Older females who consume more than one to 2 portions a week of baked or broiled fish or shellfish might take in enough omega-3 fats to neutralize the results of air contamination on the brain, according to a brand-new research study released in the July 15, 2020, online concern of Neurology®, the medical journal of the American Academy of Neurology.
Researchers discovered that amongst older females who resided in locations with high levels of air contamination, those who had the most affordable levels of omega-3 fats in their blood had more brain shrinking than females who had the greatest levels.

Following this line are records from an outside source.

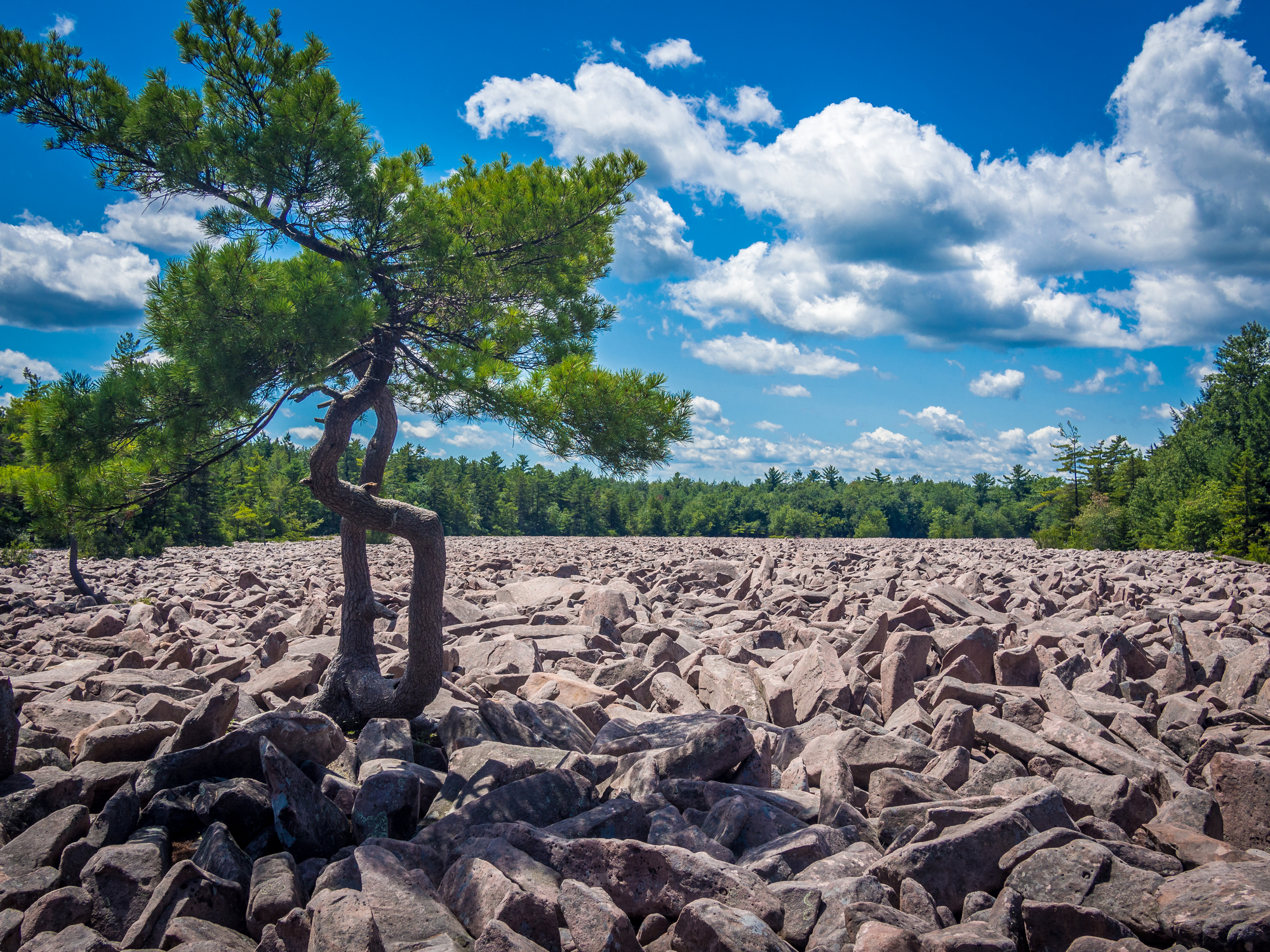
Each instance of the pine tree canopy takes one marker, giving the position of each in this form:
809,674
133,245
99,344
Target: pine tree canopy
474,293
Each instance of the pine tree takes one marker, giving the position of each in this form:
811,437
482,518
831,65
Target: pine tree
467,299
984,483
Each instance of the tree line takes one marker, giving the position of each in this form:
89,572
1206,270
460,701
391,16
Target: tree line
1202,487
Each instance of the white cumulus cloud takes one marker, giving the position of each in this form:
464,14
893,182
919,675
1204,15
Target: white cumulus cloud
705,411
472,436
170,227
1164,412
751,355
55,280
752,107
425,430
1008,384
890,228
881,449
1048,373
671,53
650,242
788,390
15,362
942,423
1104,380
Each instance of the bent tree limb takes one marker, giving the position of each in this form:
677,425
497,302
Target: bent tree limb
354,691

“Fish are an excellent source of omega-3 fatty acids and easy to add to the diet,” stated research study author Ka He, M.D., Sc.D., of Columbia University in New York. “Omega-3 fatty acids have been shown to fight inflammation and maintain brain structure in aging brains. They have also been found to reduce brain damage caused by neurotoxins like lead and mercury. So we explored if omega-3 fatty acids have a protective effect against another neurotoxin, the fine particulate matter found in air pollution.”

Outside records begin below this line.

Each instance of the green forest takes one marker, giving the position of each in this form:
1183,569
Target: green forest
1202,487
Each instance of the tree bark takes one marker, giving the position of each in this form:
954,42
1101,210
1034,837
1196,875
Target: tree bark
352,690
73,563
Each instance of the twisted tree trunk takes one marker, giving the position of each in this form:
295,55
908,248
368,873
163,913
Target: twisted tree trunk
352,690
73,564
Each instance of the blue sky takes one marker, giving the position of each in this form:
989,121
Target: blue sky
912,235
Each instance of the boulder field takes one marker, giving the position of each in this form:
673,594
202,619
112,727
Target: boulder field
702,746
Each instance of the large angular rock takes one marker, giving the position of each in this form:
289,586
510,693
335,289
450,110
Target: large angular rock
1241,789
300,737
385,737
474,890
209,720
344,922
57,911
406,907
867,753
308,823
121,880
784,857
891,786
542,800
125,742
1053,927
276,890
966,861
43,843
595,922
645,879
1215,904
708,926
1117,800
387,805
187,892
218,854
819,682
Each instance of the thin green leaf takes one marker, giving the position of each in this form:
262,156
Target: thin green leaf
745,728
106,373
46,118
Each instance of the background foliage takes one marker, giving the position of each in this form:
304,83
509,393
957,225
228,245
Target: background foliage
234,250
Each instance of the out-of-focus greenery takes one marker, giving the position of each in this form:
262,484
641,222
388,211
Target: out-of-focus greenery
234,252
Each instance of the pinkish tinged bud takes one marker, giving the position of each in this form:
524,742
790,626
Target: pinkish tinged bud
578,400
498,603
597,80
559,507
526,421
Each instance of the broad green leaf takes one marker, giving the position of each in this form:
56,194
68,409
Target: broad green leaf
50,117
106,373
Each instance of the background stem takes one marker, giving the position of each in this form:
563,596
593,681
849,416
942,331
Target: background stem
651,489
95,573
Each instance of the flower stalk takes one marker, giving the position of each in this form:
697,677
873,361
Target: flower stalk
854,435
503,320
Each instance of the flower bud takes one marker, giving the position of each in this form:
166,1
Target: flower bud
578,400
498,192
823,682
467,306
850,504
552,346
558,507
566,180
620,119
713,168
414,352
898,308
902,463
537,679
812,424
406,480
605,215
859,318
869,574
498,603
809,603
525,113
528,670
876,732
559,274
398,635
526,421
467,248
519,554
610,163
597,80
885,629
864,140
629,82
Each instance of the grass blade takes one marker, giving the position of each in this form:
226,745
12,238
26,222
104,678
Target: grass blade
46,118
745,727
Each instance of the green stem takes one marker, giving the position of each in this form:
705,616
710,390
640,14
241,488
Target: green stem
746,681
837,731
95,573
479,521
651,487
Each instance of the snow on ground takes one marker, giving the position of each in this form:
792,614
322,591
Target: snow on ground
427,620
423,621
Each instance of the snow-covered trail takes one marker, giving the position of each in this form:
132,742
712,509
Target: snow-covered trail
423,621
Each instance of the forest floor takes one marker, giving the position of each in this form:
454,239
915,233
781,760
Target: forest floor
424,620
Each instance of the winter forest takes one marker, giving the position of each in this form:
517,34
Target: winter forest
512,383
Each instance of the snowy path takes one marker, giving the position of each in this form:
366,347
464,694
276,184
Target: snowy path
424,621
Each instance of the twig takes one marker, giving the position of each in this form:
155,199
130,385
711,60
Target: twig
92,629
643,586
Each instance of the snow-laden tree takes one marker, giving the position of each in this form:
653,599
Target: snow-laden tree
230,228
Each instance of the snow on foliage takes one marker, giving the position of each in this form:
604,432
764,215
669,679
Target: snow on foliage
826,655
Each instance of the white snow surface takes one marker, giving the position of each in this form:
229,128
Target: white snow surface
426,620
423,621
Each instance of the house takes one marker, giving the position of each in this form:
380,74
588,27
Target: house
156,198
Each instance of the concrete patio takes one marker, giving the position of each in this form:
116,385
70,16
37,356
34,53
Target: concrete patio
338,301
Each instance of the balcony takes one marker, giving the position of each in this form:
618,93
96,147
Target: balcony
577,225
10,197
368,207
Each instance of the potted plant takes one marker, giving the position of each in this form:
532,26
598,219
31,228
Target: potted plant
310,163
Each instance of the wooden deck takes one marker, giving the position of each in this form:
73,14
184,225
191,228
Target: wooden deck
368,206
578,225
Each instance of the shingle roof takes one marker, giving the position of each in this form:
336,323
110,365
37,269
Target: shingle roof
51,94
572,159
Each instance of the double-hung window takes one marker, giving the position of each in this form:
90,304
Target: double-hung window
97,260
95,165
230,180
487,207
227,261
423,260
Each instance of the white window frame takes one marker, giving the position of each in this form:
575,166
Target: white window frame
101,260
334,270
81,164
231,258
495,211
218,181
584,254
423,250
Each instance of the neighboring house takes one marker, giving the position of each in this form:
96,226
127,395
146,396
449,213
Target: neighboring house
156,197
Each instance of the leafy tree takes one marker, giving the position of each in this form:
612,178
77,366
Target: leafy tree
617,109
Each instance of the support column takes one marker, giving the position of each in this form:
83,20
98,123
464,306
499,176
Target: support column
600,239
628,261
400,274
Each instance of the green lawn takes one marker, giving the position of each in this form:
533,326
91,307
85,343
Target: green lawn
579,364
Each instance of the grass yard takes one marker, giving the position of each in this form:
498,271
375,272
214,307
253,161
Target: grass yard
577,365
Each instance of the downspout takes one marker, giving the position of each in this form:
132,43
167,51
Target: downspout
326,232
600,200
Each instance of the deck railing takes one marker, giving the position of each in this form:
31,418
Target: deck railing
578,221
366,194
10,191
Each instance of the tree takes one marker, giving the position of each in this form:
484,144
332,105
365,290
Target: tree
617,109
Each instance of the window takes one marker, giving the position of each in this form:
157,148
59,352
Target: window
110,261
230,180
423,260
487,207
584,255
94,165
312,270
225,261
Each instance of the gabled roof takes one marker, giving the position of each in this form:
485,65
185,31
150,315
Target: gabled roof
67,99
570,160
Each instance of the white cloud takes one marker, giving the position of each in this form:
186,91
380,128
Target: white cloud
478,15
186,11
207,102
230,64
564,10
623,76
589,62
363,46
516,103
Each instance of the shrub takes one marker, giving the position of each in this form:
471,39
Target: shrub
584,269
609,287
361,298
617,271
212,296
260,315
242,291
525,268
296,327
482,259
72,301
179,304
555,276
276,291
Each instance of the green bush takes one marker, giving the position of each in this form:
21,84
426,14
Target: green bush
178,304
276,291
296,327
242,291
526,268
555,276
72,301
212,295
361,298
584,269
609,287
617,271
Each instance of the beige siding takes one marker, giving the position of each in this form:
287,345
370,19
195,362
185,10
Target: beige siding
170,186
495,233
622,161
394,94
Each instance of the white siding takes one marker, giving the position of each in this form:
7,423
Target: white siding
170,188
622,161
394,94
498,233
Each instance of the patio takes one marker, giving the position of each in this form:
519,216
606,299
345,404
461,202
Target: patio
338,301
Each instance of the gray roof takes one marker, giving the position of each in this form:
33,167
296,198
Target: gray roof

The research study included 1,315 females with a typical age of 70 who did not have dementia at the start of the research study. The females finished surveys about diet plan, exercise, and case history.

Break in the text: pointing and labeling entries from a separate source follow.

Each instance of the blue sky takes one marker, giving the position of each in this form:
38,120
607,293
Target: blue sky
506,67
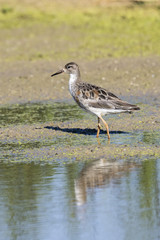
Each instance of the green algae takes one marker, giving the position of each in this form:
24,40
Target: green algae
109,32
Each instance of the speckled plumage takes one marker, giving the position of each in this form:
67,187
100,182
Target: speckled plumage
92,98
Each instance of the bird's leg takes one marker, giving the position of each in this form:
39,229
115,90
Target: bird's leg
106,125
99,127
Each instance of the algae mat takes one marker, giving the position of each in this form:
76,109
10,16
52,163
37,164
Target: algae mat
57,131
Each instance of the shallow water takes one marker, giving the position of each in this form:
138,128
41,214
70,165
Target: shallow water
43,197
90,200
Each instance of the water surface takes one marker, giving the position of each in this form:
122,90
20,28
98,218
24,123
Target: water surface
45,197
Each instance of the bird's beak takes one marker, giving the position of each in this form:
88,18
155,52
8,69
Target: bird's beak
60,71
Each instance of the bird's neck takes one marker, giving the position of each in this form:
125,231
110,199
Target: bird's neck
74,78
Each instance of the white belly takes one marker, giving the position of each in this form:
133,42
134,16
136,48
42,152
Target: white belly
101,112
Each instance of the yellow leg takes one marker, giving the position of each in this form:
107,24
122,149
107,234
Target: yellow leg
99,127
106,125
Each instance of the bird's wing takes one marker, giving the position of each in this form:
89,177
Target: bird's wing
97,97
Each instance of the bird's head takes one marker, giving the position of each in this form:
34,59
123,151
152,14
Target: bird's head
70,68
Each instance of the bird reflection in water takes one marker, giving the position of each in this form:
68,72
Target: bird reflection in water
97,174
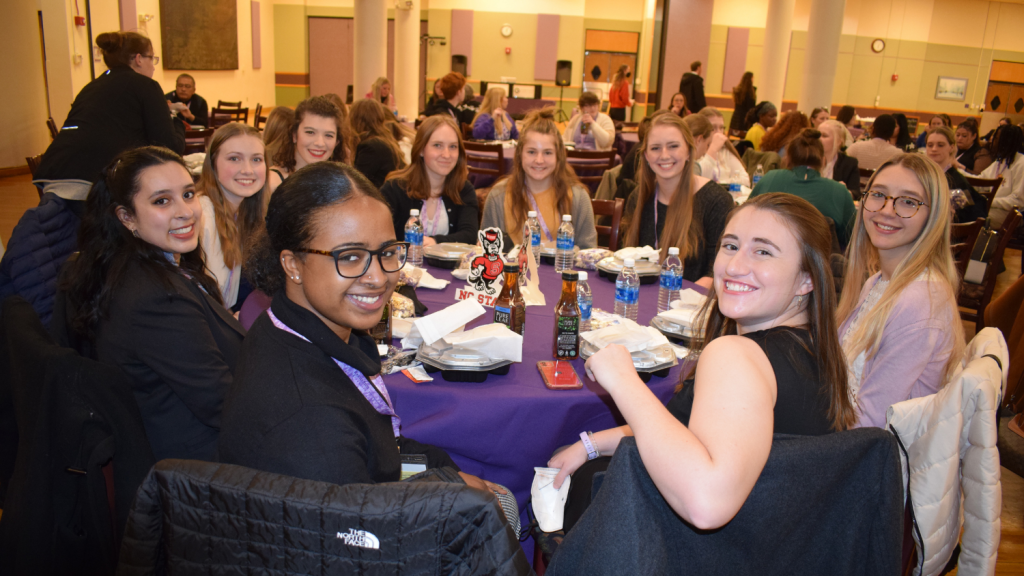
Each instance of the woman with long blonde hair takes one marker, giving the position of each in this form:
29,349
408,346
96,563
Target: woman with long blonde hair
900,330
377,151
492,121
232,194
541,181
672,205
436,183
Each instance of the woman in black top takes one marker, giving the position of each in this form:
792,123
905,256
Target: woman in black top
308,400
140,295
121,110
690,209
435,183
770,362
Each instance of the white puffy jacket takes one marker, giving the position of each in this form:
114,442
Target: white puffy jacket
950,456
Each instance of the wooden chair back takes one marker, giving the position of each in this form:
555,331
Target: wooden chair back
611,208
221,116
591,170
962,240
986,188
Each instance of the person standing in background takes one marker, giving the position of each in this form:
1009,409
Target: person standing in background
691,86
190,107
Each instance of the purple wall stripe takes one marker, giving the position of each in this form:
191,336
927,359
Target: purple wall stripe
462,37
735,57
547,46
257,53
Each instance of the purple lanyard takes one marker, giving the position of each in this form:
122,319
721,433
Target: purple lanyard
435,221
540,216
380,401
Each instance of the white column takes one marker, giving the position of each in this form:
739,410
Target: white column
407,57
778,30
370,45
823,31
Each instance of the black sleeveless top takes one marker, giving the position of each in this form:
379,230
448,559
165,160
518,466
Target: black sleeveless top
801,403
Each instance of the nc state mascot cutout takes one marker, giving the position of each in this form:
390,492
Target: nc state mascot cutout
486,269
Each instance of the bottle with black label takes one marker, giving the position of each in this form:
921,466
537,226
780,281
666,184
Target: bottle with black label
567,320
510,307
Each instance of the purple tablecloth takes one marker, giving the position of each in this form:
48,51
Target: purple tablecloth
501,428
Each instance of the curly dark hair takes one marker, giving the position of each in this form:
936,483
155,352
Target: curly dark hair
107,248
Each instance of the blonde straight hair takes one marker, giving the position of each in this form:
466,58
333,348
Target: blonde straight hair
930,253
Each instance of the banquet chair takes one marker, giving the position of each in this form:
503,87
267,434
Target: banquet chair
986,188
591,165
975,297
963,238
611,208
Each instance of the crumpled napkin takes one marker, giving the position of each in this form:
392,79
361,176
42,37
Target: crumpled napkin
639,253
627,333
495,340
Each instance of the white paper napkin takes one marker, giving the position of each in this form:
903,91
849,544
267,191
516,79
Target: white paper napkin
435,326
494,340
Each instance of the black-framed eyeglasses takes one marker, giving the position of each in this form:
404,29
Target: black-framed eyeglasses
353,262
904,206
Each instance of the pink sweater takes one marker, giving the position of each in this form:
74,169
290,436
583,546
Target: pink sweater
911,358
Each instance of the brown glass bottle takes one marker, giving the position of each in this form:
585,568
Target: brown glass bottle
567,320
510,307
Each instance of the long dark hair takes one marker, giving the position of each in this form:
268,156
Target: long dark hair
811,231
292,217
108,248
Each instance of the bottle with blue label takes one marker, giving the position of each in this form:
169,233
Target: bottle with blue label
628,290
565,243
586,301
532,231
671,281
414,235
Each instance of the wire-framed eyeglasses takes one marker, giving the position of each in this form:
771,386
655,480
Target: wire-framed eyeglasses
353,262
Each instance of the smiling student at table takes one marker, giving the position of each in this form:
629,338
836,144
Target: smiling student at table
435,183
673,206
900,329
308,400
541,180
771,363
232,192
139,294
317,133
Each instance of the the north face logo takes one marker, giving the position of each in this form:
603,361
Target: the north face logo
359,538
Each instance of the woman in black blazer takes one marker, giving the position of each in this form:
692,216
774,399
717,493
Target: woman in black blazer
436,184
308,400
839,166
139,293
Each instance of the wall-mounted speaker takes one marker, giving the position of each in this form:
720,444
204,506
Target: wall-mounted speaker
459,64
563,73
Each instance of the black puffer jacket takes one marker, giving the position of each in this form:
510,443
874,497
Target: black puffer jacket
202,518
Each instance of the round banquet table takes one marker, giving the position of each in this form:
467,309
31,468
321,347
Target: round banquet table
500,428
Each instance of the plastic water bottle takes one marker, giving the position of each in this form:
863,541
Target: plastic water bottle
565,242
414,235
586,301
532,229
628,291
671,281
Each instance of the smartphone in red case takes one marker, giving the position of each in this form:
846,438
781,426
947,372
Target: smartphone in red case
559,374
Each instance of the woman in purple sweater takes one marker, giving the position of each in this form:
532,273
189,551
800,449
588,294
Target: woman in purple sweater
899,325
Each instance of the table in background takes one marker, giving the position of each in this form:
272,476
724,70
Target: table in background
500,428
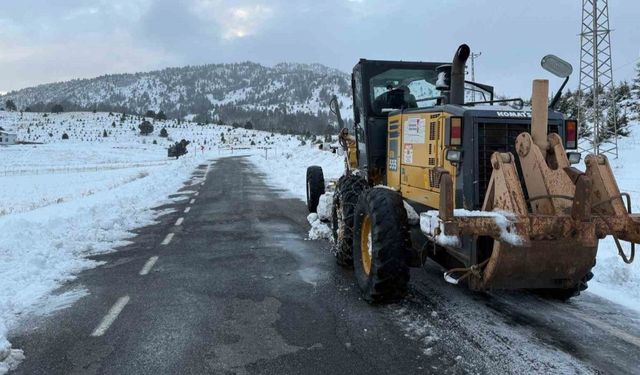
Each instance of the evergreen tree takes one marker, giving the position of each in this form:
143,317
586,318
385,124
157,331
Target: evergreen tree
10,105
145,128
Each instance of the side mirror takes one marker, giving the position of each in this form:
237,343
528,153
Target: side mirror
333,105
556,66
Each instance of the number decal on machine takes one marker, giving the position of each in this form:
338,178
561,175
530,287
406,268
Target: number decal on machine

Researchers utilized the diet plan survey to determine the typical quantity of fish each female taken in weekly, consisting of broiled or baked fish, canned tuna, tuna salad, tuna casserole, and non-fried shellfish. Fried fish was not consisted of due to the fact that research study has actually revealed deep frying damages omega-3 fats.
Participants were provided blood tests. Researchers determined the quantity of omega-3 fats in their red cell and after that divided the females into 4 groups based upon the quantity of omega-3 fats in their blood.
Researchers utilized the females’s house addresses to identify their three-year typical direct exposure to air contamination. Participants then had brain scans with magnetic resonance imaging (MRI) to determine different locations of the brain consisting of white matter, which is made up of nerve fibers that send out signals throughout the brain, and the hippocampus, the part of the brain related to memory.
After changing for age, education, smoking cigarettes, and other aspects that might impact brain shrinking, scientists discovered that females who had the greatest levels of omega-3 fats in the blood had higher volumes of white matter than those with the most affordable levels. Those in the greatest group had 410 cubic centimeters (cm3) white matter, compared to 403 cm3 for those in the most affordable group. The scientists discovered that for each quartile boost in air contamination levels, the typical white matter volume was 11.52 cm3 smaller sized amongst individuals with lower levels of omega-3 fats and 0.12 cm3 smaller sized amongst those with greater levels.
Women with the greatest levels of omega-3 fats in the blood likewise had higher volumes of the hippocampus.
“Our findings suggest that higher levels of omega-3 fatty acids in the blood from fish consumption may preserve brain volume as women age and possibly protect against the potential toxic effects of air pollution,” stated He. “It’s important to note that our study only found an association between brain volume and eating fish. It does not prove that eating fish preserves brain volume. And since separate studies have found some species of fish may contain environmental toxins, it’s important to talk to a doctor about what types of fish to eat before adding more fish to your diet.”
A restriction of the research study was that a lot of individuals were older white females, so the outcomes cannot be generalized to others. Also, scientists were just able to take a look at direct exposures to later-life air contamination, not early or mid-life direct exposures, so future research studies ought to take a look at direct exposures to air contamination throughout an individual’s life-span.
The research study was moneyed by the National Institutes of Health.